The difference in the cells is the manufacturer.

Green cells are Sanyo
Blue cells are Varta

The cells in the kits is based on luck of the draw when the kits come in.

-Jeffrey
JGRC
www.jgrc.biz
Aug 03, 2002, 10:31 PM
Quote:
Originally posted by tdollmeyer
This thing is still putting a big grin on my face during the whole flight.
Dittos. That is a perfect description the effect this bird has on me too!

Aug 04, 2002, 06:24 PM
What Canary?
KeithK's Avatar
Terry,

Not sure that the bird is flying faster on cool days, I would think it would actually be flying slower in denser air. It definitely flies better though. I tried 9 Sanyo 720 cells, a bit better performance but the Sanyo 720 cells suffer from high internal resistance so I get severe voltage sags when I try the higher currents. Someone posted about a different AAA NiMH cell that is designed for higher currents but has a bit lower capacity. I am still looking for the post, he has some nice graphs showing the voltages at different currents. Found some 350mA NiCads that I want to try, right after I repair some puncture holes in the wing.
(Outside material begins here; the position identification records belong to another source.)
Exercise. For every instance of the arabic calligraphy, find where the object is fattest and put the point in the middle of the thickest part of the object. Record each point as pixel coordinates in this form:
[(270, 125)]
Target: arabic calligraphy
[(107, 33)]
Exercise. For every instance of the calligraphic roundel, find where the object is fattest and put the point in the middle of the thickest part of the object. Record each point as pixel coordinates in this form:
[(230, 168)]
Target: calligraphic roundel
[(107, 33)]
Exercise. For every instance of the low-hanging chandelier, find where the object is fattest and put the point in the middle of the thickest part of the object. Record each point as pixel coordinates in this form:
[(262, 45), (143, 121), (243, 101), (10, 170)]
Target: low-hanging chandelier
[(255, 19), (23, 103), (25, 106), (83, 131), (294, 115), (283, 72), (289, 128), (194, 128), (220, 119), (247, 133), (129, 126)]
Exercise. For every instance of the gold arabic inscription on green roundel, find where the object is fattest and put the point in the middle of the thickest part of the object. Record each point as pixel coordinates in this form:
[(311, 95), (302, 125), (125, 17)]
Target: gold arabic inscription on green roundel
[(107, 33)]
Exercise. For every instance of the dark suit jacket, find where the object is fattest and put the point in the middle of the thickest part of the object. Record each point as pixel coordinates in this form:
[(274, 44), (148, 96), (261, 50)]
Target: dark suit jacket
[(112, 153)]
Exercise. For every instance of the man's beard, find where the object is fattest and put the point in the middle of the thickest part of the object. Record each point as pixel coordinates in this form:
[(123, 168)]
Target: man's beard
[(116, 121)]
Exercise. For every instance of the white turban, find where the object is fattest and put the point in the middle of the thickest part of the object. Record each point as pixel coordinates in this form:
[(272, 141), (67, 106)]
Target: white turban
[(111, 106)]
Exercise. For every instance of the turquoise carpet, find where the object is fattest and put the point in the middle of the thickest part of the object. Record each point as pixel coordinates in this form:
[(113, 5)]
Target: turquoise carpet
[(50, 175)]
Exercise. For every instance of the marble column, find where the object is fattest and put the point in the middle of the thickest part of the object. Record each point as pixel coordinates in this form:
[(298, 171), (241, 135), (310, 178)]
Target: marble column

Was out slope soaring (actually harassing) with the "real" birds when the battery pack gave out and I managed to land in a Yucca bush. Luckily I have some kite tape to try out. Then the kids (which seem to flock around the P.H. as quickly as the birds) pulled it out by the tail, giving me my only stripped servo. Anyone perfected that guano dispenser yet?

Keith
Last edited by KeithK; Aug 04, 2002 at 06:28 PM.